I understand the basic concept of sum/difference of cubes where a^3+b^3 = (a+b)(a^2-ab+b^2) and a^3-b^3 = (a-b)(a^2+ab+b^2)
But I've been thrown a curveball of factorizing

(x-y)^3 - (x+y)^3

now I've been given the solution of

-2y(3x^2+y^2)

without the in-between steps. I don't understand how to get to this answer. Any assistance would be appreciated.

Thank you
Dalmain

 

[Dr.Peterson]

I understand the basic concept of sum/difference of cubes where a^3+b^3 = (a+b)(a^2-ab+b^2) and a^3-b^3 = (a-b)(a^2+ab+b^2)
But I've been thrown a curveball of factorizing

(x-y)^3 - (x+y)^3

now I've been given the solution of

-2y(3x^2+y^2)

without the in-between steps. I don't understand how to get to this answer. Any assistance would be appreciated.

Thank you
Dalmain

Just replace a with (x-y) and b with (x+y) in the formula.

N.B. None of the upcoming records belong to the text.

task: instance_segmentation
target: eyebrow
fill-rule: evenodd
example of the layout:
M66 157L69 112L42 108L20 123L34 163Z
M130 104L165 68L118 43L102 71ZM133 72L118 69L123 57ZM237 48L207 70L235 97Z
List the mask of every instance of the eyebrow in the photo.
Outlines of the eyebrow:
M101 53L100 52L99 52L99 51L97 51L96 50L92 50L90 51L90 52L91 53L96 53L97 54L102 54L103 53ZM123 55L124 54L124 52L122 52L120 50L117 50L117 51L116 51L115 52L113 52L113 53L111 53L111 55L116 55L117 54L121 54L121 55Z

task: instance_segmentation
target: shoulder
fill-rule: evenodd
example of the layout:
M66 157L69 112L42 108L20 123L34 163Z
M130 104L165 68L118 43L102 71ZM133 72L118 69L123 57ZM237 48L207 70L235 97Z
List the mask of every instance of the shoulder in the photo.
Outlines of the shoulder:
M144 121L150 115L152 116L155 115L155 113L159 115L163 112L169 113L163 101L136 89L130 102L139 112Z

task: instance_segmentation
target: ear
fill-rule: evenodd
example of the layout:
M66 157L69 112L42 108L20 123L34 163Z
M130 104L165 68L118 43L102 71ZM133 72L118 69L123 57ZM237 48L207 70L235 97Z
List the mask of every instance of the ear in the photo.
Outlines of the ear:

Then expand (simplify) each factor.

For example, the first factor, (a-b), becomes ((x-y) - (x+y)), which simplifies to (x-y-x-y) = (-2y), just as they show.

Do the same for the second factor, (a^2+ab+b^2), and show us your work if you don't get it down to (3x^2+y^2).

 

[pka]

I understand the basic concept of sum/difference of cubes where a^3+b^3 = (a+b)(a^2-ab+b^2) and a^3-b^3 = (a-b)(a^2+ab+b^2) But I've been thrown a curveball of factorizing
(x-y)^3 - (x+y)^3 now I've been given the solution of -2y(3x^2+y^2).

\((x-y)^3=x^3-3x^2y+3xy^2-y^3~\&~(x+y)^3=x^3+3x^2y+3xy^2+y^3\)
Surely you can subtract?

 

[Dalmain]

Good Morning

Thank you both for your replies, I've got it now.
It's been a long time since I've had to do math like this and I will probably be back for more assistance.
I'm afraid you are going to be subjected to my ignorance for a little longer.

Thank you again